Würde ich eine Rangliste der meist diskutierten Normen der vergangenen Jahre aufstellen, so wären die beiden ersten Plätze schnell vergeben: Einerseits die VDE 0100-420 und andererseits die DIN 18014. In beiden Fällen spielen auch Begrifflichkeiten eine Rolle. So hat in dem einen Fall der für die Fehlerlichtbogen-Schutzeinrichtung (AFDD) nach VDE 0665-10 umgangssprachlich – und eingangs wohl auch aus Marketing-
Gesichtspunkten – eingeführte Begriff »Brandschutzschalter« dazu geführt, dass sich plötzlich auch Nicht-Elektrotechniker mit dieser Norm auseinandergesetzt haben, etwa die Fertighaushersteller.
Bei der DIN 18014 ist es ähnlich, auch wenn sich die Diskussionen hier auf unsere eigene und die Baubranche beschränken. Sie heißt mit Titel »Fundamenterder – Planung, Ausführung und Dokumentation«. Und der ist nur teilweise richtig. Die VDE 0100-540 schreibt zwar in allen neuen Gebäuden in Deutschland einen Fundamenterder nach DIN 18014 vor, der muss allerdings nicht zwingend als Fundamenterder ausgeführt sein.
Aktuell befindet sich die DIN 18014 in Überarbeitung, mit dem Entwurfstitel »Erdungsanlagen für Gebäude – Planung, Ausführung und Dokumentation«. Inhaltlich hat man u. a. auf die sich weiterentwickelnde Bautechnik reagiert. Wasserundurchlässiger Beton oder ins Erdreich eingebrachte Wärmedämmschichten führen oft zu einem so genannten »nicht-erdfühligen« Fundament mit deutlich erhöhten Erdungswiderständen – ein Fundamenterder würde die gewünschte Erderwirkung nicht erzielen. So stehen Ringerder, Tiefenerder oder Kombinationen davon gleichberechtigt neben dem Fundamenterder – letzterer darf nur noch dann errichtet werden, wenn die Erdfühligkeit des Fundaments explizit bestätig werden kann. Das bedeutet, der Fundamenterder wird zwar voraussichtlich aus dem Titel der DIN 18014 verschwinden, bleibt als technische Ausführungsvariante aber bestehen.
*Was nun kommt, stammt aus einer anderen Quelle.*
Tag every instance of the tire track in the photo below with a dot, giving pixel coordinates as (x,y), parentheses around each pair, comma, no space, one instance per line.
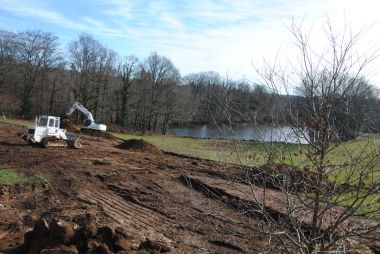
(126,212)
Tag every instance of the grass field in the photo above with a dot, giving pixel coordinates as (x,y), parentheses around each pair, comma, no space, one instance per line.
(244,152)
(16,121)
(251,153)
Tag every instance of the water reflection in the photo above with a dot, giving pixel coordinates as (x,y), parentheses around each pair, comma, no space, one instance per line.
(241,132)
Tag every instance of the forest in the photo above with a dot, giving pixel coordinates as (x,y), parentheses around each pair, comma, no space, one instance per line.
(39,76)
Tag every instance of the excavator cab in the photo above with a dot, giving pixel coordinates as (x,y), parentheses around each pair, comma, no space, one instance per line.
(46,132)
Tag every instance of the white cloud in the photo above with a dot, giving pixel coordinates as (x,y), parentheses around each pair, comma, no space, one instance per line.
(223,35)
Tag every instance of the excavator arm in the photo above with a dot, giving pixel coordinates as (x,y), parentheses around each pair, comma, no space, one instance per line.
(82,109)
(89,122)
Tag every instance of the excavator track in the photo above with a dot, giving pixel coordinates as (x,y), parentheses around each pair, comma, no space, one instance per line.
(57,142)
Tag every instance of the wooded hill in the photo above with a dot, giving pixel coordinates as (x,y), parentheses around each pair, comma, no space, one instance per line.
(38,77)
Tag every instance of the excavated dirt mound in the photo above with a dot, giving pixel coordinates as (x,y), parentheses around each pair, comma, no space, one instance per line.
(62,236)
(100,134)
(65,124)
(139,145)
(116,128)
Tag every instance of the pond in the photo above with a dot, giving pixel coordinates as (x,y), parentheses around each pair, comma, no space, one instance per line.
(284,134)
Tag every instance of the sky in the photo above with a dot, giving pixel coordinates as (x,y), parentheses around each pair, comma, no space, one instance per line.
(227,36)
»Wir erwarten eine Vielzahl von Einsprüchen bzw. Kommentaren zum Norm-Entwurf E DIN 18014«, sagte Burkhard Schulze anlässlich dessen Vorstellung im Rahmen der digitalen E-Fachschulung Rostock. Kommentare sind noch bis 11.3.2021 möglich. Die Argumente der Befürworter und Kritiker sind zahlreich, diese hier wiederzugeben würde den Rahmen sprengen. Eine Stimme möchte ich erwähnen, die sich – um auf den Anfang zurückzukommen – auch zum AFDD gemeldet hatte. Der Arbeitskreis Maschinen- und Elektrotechnik staatlicher und kommunaler Verwaltungen (AMEV) hatte sich kritisch zur Pflicht zum AFDD-Einbau geäußert und stattdessen eine Risiko-/Sicherheitsbewertung vorgeschlagen – die inzwischen auch Eingang in die aktuelle Fassung der VDE 0100-420 gefunden hat. Die Vorgaben der DIN 18014 hingegen hält der AMEV für »fach- und sachgerecht«. Mit dem Fundamenterder befasste sich auch unsere »de«-Expertenrunde Praxisprobleme – siehe Seite 18.
Zu hoffen bleibt, dass es am Ende zu einer Fassung kommt, die auf breite Akzeptanz in der Fachwelt stößt und die Diskussionen nur jetzt im Vorfeld geführt werden, aber nicht mehr nach Erscheinen der endgültigen Version. Denn nichts braucht der Ausführende vor Ort weniger als Diskussionen über die Sinnhaftigkeit einer technischen Sicherheitsmaßnahme.